Hoeveel onderhandelingsrondes zijn er in Genève al geweest over Syrië? De gemiddelde burger is allang de tel kwijt – temeer omdat die onderhandelingen nauwelijks iets opleverden. Een wapenstilstand die al snel weer verbroken werd, dat soort klein bier.
Daarom is het niet verbazingwekkend dat Rusland het stokje van Genève wil overnemen. Vorig jaar al organiseerden de Russen vredesonderhandelingen over Syrië in de badplaats Sotsji, en volgende week zijn er opnieuw twee dagen ingeruimd om te praten over de toekomst van het land.
Het feit dat het vooral internationale partners zijn die over de toekomst van Syrië praten, geeft al aan dat de belangen enorm zijn – en bovendien tegengesteld. Rusland, de Verenigde Staten, Iran, Saudi-Arabië: het zijn geen van alle buurlanden van Syrië, maar ze zullen doen wat ze kunnen om hun macht in Syrië vast te houden en hun belangen te beschermen.
Is er dus nog niets zinnigs te zeggen over het naoorlogse Syrië? Zeker wel. Los van welke onderhandelingen dan ook staat vast dat het land na het verslaan van het kalifaat van Islamitische Staat voorgoed anders zal zijn. Wie het toekomstige Syrië wil begrijpen, zal rekening moeten houden met minstens vijf factoren.
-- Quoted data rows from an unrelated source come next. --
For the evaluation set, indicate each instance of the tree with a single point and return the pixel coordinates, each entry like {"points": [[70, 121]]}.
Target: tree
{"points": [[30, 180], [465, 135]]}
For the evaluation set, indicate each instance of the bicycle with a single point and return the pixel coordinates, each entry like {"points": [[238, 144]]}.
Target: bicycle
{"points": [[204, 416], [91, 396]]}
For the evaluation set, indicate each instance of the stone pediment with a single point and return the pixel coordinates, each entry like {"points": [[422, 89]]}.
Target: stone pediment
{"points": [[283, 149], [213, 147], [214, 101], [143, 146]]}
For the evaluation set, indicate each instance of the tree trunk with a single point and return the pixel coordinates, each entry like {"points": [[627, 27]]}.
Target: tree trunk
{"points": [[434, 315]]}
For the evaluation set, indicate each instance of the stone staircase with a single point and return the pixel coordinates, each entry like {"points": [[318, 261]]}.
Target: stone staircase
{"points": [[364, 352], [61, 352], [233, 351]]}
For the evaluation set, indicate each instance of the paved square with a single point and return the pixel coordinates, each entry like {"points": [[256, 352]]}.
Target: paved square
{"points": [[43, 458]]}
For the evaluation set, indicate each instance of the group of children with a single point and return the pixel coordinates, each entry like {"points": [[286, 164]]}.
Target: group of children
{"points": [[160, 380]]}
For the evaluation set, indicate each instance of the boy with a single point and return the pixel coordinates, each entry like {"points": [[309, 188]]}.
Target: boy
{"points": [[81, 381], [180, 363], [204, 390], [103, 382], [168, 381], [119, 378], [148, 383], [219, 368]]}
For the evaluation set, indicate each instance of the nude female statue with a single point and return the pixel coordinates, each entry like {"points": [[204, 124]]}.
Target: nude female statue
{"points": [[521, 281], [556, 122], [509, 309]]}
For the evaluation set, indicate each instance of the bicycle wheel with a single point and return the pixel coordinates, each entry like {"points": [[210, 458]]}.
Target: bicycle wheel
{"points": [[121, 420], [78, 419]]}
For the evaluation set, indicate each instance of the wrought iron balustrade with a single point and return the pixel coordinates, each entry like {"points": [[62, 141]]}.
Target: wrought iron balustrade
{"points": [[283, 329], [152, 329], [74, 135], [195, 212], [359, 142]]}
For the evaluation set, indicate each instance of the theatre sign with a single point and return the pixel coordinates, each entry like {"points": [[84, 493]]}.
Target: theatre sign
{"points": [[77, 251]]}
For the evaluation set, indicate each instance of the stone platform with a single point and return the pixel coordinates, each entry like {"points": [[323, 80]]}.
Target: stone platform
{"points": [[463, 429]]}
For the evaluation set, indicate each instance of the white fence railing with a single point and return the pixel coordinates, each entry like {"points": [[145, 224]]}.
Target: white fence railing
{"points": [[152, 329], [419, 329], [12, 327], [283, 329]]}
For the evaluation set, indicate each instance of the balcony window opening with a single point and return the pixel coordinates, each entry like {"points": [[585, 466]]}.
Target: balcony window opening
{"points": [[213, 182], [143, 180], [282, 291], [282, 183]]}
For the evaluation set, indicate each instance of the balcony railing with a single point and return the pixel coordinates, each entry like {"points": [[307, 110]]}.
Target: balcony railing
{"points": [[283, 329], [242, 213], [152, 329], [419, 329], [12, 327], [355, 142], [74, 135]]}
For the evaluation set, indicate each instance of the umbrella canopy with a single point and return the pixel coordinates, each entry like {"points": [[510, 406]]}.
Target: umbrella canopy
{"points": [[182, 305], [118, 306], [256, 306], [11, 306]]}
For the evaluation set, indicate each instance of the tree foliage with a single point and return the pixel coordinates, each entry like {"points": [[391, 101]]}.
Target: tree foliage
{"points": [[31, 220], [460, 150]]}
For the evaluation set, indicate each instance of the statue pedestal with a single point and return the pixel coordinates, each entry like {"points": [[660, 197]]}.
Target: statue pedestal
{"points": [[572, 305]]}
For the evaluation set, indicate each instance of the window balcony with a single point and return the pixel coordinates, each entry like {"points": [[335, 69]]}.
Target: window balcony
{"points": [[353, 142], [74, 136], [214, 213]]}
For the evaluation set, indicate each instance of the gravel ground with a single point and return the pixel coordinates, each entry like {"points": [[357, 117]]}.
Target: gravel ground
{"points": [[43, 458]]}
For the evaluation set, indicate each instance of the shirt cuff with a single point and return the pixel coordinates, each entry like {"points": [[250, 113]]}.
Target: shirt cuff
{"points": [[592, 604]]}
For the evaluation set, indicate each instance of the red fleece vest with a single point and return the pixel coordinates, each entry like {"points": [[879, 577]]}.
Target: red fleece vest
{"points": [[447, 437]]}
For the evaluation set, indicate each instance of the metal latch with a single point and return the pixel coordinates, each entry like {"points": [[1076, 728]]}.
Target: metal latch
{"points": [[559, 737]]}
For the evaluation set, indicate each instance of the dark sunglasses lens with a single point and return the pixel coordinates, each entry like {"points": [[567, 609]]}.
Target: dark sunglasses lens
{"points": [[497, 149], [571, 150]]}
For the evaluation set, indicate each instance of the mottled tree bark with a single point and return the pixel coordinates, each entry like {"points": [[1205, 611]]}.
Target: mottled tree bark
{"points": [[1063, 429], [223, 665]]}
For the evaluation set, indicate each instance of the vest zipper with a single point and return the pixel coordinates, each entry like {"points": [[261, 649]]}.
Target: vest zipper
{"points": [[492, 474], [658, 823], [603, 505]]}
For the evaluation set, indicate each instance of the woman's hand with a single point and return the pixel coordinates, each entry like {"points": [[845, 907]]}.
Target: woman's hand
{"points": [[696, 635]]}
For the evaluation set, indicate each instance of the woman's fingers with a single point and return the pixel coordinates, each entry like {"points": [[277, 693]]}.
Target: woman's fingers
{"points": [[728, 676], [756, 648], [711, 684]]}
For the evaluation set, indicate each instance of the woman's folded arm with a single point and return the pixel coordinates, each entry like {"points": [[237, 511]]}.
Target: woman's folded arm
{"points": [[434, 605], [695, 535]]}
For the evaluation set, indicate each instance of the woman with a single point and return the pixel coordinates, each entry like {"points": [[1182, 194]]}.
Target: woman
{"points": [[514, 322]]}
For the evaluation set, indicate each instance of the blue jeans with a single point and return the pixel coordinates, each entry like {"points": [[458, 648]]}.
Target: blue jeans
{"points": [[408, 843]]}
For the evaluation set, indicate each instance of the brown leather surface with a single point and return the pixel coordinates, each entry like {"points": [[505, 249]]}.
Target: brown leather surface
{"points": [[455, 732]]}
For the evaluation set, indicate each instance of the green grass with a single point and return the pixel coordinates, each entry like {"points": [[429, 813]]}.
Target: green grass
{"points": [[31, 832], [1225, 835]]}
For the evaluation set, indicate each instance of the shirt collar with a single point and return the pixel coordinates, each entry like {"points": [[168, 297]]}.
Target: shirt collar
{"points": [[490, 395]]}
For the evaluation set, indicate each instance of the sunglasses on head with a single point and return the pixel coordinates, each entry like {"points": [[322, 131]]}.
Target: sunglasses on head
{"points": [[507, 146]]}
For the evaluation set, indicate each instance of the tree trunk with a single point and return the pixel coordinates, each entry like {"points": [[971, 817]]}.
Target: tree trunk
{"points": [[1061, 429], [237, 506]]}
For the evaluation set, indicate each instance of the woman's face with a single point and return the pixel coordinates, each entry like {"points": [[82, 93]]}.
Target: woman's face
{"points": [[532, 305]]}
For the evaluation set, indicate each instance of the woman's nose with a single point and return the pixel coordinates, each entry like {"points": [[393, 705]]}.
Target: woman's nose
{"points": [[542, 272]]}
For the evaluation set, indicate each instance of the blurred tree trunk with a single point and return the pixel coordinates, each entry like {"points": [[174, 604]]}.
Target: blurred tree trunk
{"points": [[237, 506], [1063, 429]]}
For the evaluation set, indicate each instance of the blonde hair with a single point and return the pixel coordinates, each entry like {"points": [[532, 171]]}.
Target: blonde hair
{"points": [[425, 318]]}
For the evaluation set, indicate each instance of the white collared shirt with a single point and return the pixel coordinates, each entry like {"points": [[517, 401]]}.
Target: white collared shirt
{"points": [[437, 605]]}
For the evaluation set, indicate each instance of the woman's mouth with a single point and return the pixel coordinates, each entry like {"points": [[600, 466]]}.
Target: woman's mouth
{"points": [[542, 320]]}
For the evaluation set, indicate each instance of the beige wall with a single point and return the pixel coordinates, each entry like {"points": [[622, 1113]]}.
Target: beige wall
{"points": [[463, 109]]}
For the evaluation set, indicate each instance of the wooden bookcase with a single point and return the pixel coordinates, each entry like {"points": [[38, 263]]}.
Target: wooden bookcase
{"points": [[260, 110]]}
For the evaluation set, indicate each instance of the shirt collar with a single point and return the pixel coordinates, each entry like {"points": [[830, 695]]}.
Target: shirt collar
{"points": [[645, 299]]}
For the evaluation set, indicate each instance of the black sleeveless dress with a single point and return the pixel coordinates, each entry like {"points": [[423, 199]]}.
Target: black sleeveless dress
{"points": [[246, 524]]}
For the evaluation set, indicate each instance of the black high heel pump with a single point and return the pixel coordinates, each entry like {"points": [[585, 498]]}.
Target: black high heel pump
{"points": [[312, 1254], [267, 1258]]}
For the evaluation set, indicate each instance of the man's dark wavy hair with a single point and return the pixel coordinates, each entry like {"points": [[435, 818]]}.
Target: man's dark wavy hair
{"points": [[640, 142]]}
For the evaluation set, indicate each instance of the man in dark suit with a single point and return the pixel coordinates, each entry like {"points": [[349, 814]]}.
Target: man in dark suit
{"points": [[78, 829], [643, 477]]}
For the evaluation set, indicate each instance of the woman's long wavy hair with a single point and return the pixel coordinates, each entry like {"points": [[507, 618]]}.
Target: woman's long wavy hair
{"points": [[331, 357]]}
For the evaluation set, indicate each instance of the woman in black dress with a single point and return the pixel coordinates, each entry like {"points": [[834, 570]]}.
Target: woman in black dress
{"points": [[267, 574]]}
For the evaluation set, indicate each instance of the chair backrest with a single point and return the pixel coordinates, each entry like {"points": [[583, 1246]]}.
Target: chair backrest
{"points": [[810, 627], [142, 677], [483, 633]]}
1. Rojava kan een blijvertje worden
Ze zijn en blijven voorlopig het grootste volk ter wereld zonder eigen land: de Koerden. Maar hun droom is door de oorlog tegen IS wél een stukje dichterbij gekomen – voor zolang het duurt. Een enorm gebied in het noorden en vooral noordoosten van Syrië wordt gecontroleerd door met name de Koerden (geel op de kaart). Dit gebied, Rojava, is een stuk groter dan de dorpen en steden waar oorspronkelijk veel Koerden woonden. Het Koerdische leger YPG en het samengestelde leger SDF –waarin naast Koerden ook andere groepen, zoals christenen, meevechten– hebben hard gevochten om IS te verslaan en zien hun inspanningen nu beloond met enorme gebiedsuitbreiding. Dat willen noch de Koerden, noch andere groepen ooit nog uit handen geven.
De Koerden snappen dat ze dat alleen niet voor elkaar krijgen en daarom hebben ze een federatie in het leven geroepen: de zogenoemde Democratische Federatie van Noord-Syrië. Daarin zijn ook christenen vertegenwoordigd, net als andere etnische groepen. „Bedenk dat christenen horen bij de oorspronkelijke bewoners van deze landen”, zegt de christelijke, Assyrische commandant Kino Gabriël daar desgevraagd over. „Toch worden de politieke rechten van christenen, of van Syriacs, lang niet altijd erkend. Hier doen we dat nu wel. We hebben een federaal systeem ontwikkeld dat niet alleen de rechten van Syriacs waarborgt, maar van alle groepen, inclusief Arabieren, Koerden en Armeniërs.”
Ook in het Westen wordt het succes van de federatie erkend, zij het mondjesmaat. Tweede Kamerlid Voordewind van de ChristenUnie noemt het experiment zelfs het „enige lichtpuntje van democratie in het Midden-Oosten, naast Israël.”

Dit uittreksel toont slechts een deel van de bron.